Он быстро нагнулся, пошарил по земле, нащупал голыш… вздрогнул кровавой дрожью, прицелился, развернулся…
И камень свистнул.
Жалобный стон прозвякнул в окошке.
Раскатился.
Огонек метнулся.
Затрепетал.
Огонек заплакал.
— Ха, ха!
И загас.
Ночь.
В доме Огорелышевых отдавалось приказание, чтобы духу Финогеновых не было на дворе.
— Тебя еще заберут…
И люди шли исполнять приказание.
А Бес, неприкрашенный, худой, сидел на гвозде затопленного забора, отделявшего Синичку от пруда, и, курлыкая, грыз копыто, голодный Бес, испачканный плевками, кровью, а людям, таким жалким и доверчивым, казалось: это половодье гремит, волны ворчат…
Эх, ты, гордый человек!
Часть вторая
I
Николая сунули в камеру.
— Вот вам парашка, а вот кровать!
— Тррп-зз-трр… — растерянно затрепетал замок.

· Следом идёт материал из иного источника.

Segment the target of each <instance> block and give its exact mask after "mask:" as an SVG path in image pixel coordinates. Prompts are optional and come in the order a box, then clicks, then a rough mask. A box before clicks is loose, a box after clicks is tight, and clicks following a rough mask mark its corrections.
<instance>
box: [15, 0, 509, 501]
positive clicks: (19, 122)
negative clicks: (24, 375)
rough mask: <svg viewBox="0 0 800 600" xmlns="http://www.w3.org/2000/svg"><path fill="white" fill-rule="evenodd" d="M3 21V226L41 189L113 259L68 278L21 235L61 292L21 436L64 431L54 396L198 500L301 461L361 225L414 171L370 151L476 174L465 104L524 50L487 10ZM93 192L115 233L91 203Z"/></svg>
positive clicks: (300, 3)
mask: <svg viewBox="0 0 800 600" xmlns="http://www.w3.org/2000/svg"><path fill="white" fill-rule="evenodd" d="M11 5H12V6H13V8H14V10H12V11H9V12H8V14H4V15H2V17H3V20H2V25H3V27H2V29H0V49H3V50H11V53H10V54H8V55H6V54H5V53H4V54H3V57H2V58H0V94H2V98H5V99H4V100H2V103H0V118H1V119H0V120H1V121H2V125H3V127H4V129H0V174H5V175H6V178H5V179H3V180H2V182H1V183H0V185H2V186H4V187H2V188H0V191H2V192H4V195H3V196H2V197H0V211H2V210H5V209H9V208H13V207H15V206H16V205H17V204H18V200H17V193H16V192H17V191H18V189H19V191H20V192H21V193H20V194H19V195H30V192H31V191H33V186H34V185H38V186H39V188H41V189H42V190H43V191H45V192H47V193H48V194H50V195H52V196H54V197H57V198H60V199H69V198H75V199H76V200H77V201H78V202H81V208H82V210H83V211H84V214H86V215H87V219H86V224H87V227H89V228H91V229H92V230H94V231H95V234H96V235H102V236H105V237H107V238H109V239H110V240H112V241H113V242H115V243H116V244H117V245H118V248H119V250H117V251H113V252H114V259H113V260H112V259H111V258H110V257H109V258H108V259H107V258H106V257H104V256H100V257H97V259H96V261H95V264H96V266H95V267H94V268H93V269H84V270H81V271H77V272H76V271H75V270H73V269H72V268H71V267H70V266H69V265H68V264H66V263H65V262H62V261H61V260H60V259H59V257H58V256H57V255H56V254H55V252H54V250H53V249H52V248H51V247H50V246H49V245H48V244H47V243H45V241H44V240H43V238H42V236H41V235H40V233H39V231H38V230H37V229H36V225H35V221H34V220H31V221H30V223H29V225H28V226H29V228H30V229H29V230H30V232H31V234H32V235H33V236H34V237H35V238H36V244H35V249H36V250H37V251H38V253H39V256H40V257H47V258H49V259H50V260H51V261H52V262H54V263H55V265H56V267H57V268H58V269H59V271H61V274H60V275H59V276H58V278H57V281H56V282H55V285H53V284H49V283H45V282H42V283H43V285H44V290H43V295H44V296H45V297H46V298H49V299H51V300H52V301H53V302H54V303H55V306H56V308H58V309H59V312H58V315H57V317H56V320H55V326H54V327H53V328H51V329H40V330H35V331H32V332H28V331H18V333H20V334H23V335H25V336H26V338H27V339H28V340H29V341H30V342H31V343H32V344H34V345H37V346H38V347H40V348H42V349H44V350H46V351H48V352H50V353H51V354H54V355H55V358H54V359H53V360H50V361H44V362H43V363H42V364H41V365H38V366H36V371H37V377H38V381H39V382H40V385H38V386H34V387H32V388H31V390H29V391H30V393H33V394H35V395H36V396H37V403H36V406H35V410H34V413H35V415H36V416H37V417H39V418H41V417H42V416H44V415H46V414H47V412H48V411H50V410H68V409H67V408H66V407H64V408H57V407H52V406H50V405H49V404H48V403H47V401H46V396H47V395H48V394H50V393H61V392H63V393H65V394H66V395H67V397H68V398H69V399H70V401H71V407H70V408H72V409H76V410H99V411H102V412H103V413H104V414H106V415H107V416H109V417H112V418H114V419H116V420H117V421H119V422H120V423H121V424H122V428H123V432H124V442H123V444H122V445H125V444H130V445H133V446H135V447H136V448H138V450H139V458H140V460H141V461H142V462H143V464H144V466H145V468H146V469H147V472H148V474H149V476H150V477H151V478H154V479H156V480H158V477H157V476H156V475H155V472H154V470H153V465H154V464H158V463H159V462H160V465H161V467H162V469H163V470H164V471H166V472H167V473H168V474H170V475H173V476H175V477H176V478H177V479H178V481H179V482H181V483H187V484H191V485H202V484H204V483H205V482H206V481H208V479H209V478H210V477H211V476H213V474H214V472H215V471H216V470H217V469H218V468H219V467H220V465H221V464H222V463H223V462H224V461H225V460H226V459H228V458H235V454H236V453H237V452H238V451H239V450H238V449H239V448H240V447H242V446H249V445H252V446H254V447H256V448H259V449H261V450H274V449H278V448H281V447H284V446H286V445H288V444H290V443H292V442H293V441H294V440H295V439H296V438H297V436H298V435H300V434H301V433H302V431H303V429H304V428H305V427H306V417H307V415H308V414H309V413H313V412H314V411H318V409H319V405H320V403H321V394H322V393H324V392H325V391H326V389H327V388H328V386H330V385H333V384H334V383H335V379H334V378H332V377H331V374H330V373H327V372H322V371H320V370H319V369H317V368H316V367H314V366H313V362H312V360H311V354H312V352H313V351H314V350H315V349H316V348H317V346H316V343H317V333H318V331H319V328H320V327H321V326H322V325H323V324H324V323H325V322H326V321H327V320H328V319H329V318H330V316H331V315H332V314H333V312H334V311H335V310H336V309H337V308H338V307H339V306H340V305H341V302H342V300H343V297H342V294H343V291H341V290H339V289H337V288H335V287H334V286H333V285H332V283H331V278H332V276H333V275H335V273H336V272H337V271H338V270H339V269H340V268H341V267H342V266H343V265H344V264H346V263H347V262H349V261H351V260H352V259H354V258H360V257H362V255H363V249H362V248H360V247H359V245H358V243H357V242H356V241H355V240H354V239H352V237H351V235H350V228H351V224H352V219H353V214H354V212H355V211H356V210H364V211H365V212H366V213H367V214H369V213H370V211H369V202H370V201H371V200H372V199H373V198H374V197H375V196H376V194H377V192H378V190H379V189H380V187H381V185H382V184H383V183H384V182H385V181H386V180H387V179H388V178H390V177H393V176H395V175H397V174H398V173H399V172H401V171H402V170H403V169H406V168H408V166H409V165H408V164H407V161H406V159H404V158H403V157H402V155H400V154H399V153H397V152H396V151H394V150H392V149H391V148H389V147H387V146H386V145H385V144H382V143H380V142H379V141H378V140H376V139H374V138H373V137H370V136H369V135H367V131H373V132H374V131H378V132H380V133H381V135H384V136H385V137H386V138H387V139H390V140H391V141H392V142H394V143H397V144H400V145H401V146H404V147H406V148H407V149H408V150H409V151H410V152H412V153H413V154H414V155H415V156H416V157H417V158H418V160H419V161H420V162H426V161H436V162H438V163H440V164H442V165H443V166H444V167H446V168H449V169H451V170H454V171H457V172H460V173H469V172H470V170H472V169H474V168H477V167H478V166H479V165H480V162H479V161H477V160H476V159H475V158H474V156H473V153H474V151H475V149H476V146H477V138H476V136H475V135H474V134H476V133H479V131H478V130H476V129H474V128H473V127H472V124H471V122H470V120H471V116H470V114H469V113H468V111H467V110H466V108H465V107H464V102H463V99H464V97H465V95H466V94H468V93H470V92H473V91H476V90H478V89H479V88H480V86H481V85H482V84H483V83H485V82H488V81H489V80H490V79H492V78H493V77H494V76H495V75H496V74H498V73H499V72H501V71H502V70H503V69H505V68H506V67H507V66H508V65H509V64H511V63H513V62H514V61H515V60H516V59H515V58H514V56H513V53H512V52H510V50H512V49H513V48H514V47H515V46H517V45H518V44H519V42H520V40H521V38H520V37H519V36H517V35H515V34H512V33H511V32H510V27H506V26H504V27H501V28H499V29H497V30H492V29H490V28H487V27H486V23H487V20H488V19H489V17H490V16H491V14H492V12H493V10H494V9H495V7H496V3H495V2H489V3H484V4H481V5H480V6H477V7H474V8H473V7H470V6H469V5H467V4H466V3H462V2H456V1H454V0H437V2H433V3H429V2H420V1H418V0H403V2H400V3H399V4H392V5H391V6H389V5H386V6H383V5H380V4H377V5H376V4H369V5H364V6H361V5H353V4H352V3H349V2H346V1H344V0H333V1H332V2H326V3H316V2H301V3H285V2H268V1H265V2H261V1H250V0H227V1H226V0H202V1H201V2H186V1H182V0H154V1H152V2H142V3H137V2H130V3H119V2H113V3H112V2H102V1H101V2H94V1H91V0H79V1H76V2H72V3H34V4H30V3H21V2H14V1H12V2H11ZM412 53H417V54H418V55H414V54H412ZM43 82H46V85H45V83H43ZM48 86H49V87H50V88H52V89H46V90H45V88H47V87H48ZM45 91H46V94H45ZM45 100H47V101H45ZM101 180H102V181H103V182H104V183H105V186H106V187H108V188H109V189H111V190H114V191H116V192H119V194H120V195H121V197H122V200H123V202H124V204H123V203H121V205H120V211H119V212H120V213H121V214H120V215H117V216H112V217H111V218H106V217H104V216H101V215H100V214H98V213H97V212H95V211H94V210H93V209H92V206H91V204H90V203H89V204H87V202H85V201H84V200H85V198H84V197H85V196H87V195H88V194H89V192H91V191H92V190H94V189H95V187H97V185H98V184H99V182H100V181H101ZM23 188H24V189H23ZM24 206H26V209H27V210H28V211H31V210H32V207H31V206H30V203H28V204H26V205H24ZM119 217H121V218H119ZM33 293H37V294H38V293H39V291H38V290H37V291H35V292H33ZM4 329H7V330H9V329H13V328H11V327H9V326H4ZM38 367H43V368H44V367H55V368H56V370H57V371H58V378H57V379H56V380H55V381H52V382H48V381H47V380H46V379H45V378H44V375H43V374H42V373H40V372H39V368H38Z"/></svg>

И сначала загремел, потом… а вот и совсем замер звон стукающих ключей и топот уползающих шагов.
И стало одиноко, как никогда еще.
Ни там, в участке, где в тесноте и толкотне, скорчившись, забивался в угол под пеклом взглядов, ни дорогой об бок с городовым, таким жалким и зябким…
Белые-белые стены.
Тертым стеклом усыпаны.
И что-то, будто грязное, серое тело, чуть прикрытое лохмотьями, распластанное на кровати, полезло в глаза.
Лечь не смел.
Казалось, от его взгляда зашевелилось это месиво, затряслось, как студень, и начало медленно по кусочкам расползаться и растекаться.
Преодолел омерзение, повалился.
Было невыносимо жарко, когда очнулся.
Да это номер, решил вдруг спросонья и обрадовался.
— О. Гавриил, а Гаврила — ты? — покликал запекшимися губами.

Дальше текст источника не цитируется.